Sonatas. Ceramics. Sambas. If life weren’t so fast, I would revel in the arts forever, in all their imaginative depictions of truth. Still, there came a time when I had to “grow up,” where I had to reevaluate these former “truths” with the current realities of modern life. Reality, though beautiful in the aggregate of its experiences, has its moments every so often riddled with monotony, injury, and complexity. At one point I concluded that those old cartoons and those Christmas songs, with their desirably simplistic albeit misleading ideals, have no place today in all pragmatic respects. Allotting much of my time to transcribing sheet music, taking sketch portraits of friends, or developing dynamic styles for upcoming b-boy battles, I began questioning how I could get anything "productive" done.

Now, I have since learned that art is not meaningless or powerless. Quite the contrary. Both art and reality have their ups and downs. Art is very much influential, to a point where I struggle to separate artistic concepts I have been fed since childhood from the blatant realities of the tangible universe. As it turns out, smoking is bad for you! The Earth's “North Magnetic Pole” is actually the South Pole! Napoleon was actually 5-foot 7, taller than I am! Surprise! If only the phenomenological realities of art could find application in reality, PHYS151 would be a little less demanding. But perhaps these distinctions are what save us as a species from the occasionally disappointing thing known as “reality.”

dimanche 22 mars 2009

Artsy Fartsy

Being in an engineering school, I'm beginning to really appreciate the freelance charm of humanities subjects. The last time I wrote a creative piece escapes me, and I'm acutely aware of my being out of practice. O' ye writing abilities, doth hast plummeteth. But once-frequented things like abstract arts -- playing piano or sketching a scene -- I feel I've pushed under the rug of college more than I've wanted and needed to.

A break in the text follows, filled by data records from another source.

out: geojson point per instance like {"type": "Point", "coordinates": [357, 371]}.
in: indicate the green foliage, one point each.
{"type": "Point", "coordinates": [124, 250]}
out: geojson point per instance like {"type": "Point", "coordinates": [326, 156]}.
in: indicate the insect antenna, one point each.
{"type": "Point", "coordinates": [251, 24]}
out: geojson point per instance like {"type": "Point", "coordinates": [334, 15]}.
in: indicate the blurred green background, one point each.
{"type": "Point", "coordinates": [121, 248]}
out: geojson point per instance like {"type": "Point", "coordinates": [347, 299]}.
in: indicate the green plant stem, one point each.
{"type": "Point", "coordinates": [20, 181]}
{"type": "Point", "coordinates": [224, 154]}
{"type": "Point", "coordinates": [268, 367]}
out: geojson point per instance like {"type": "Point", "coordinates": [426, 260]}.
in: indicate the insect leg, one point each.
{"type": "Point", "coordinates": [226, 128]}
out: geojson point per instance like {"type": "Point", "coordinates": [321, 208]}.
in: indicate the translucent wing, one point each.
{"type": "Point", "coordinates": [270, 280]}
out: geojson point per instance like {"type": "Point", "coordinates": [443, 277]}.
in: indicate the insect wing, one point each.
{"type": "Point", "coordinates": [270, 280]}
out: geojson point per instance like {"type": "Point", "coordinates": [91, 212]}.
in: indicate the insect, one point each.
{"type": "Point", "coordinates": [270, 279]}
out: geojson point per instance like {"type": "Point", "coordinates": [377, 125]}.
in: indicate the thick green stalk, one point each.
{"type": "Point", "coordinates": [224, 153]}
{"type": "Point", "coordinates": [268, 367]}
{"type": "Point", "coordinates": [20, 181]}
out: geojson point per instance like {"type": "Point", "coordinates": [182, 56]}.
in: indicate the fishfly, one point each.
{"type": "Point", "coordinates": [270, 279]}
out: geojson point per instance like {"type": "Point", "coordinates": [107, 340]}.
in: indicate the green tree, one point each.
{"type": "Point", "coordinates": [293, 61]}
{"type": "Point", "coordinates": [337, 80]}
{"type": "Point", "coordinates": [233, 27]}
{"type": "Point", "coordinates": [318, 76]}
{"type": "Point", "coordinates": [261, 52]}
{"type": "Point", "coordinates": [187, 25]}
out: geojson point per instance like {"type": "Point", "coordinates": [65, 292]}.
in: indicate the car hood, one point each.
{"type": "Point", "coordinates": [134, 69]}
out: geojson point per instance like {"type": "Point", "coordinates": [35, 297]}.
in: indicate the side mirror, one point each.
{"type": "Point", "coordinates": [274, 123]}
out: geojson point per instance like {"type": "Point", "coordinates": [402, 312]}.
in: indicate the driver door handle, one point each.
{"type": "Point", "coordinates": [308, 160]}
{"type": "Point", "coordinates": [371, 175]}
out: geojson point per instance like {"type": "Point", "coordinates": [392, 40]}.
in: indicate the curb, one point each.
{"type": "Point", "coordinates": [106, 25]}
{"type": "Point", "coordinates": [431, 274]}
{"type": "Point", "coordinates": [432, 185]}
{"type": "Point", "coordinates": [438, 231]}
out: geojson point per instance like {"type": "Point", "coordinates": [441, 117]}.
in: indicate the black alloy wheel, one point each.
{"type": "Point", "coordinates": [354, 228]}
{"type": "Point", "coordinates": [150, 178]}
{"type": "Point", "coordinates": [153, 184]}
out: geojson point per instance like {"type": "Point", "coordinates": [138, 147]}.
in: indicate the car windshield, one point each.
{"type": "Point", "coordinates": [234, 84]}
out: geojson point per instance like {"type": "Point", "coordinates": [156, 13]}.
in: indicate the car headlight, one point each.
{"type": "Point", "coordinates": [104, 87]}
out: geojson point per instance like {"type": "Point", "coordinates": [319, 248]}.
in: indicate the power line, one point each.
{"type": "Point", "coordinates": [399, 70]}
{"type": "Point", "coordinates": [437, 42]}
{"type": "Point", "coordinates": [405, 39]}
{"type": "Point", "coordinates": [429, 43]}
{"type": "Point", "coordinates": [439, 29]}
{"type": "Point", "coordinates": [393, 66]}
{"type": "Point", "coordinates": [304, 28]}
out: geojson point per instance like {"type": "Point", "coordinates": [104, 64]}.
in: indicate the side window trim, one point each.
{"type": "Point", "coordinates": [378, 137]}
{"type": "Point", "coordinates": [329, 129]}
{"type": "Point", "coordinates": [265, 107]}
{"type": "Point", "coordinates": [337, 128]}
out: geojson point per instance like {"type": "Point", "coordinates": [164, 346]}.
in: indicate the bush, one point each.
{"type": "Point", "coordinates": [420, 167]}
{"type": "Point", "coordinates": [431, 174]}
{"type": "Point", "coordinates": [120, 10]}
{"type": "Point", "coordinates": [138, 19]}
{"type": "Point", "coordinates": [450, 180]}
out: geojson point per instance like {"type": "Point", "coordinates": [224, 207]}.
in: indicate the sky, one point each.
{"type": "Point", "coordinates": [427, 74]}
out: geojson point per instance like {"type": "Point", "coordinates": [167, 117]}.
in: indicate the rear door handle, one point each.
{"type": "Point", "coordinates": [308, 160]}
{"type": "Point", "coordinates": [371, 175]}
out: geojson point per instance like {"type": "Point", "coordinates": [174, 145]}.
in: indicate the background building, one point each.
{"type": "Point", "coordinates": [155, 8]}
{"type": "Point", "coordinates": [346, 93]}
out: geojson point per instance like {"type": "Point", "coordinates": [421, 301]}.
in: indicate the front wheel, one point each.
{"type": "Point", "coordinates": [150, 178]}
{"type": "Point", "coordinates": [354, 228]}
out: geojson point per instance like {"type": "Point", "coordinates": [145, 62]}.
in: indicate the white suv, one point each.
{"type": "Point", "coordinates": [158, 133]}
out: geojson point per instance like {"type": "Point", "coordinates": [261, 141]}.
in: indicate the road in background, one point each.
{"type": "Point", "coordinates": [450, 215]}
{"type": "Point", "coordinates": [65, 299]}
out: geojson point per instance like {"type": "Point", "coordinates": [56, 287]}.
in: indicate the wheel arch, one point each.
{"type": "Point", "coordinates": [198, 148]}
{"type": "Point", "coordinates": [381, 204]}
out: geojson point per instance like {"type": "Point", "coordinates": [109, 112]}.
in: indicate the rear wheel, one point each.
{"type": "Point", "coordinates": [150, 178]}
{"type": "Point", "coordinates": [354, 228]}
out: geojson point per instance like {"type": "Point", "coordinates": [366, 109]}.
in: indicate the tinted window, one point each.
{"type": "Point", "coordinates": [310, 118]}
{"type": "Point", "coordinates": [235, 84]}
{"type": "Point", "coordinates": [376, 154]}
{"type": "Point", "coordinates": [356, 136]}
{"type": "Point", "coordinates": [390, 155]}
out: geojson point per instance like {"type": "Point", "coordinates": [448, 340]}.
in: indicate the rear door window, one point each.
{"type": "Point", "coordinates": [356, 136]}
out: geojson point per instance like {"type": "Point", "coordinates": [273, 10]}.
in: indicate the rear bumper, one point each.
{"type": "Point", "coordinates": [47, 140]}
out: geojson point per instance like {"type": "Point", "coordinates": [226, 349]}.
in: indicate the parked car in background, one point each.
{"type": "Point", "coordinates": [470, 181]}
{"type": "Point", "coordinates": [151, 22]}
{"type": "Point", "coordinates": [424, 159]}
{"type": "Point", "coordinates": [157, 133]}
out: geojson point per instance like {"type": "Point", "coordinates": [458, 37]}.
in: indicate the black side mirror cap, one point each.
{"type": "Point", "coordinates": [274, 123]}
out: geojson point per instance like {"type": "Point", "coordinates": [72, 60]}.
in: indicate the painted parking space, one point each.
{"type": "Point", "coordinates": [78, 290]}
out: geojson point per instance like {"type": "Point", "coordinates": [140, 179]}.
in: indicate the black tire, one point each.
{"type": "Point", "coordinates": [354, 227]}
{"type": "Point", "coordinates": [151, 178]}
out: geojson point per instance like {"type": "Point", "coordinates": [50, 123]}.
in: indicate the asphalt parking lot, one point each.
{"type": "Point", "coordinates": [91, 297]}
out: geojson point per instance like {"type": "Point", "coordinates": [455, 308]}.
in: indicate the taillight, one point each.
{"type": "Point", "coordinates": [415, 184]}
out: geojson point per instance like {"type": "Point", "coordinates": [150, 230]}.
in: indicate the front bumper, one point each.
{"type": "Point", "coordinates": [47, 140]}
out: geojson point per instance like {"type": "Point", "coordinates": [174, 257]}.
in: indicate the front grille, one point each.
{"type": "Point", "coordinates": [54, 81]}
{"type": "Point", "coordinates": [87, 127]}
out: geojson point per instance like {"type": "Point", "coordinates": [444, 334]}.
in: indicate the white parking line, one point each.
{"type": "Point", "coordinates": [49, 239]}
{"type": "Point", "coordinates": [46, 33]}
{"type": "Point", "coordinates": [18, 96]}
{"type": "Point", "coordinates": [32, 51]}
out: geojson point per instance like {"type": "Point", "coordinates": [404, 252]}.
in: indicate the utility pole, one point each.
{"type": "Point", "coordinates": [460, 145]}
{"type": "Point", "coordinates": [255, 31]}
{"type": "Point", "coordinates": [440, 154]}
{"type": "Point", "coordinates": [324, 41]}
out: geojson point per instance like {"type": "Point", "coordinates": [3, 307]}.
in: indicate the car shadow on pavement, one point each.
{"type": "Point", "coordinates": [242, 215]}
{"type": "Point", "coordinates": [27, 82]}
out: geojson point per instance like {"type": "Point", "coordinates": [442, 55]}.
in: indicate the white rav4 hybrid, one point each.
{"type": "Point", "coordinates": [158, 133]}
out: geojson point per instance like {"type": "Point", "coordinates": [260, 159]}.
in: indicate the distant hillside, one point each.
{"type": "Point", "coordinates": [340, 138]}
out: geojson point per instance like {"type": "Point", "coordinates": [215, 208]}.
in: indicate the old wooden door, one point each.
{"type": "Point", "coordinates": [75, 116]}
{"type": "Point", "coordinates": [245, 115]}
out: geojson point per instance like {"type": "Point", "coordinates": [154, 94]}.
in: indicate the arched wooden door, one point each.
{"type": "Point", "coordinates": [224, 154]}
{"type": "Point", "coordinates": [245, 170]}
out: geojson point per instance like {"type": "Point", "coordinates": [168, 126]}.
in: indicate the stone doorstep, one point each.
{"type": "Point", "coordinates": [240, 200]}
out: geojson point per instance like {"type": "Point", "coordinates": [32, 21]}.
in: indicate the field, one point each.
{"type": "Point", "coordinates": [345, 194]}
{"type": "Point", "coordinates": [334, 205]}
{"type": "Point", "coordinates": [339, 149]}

I feel people will never understand just how important art is or has been in our history. In spite troublesome human conditions of old i.e. war, indulgence in sex, and poverty, or new, like looming threats of nuclear holocausts and global warming, most of us continue with our lives quite merrily. Granted, reality is not so harsh for the average American like you and me, yet everyone can take refuge in the entity known as art, complete with sensual appeal and bizarre absurdities.

I trust readers to be dewds of righteous veracity.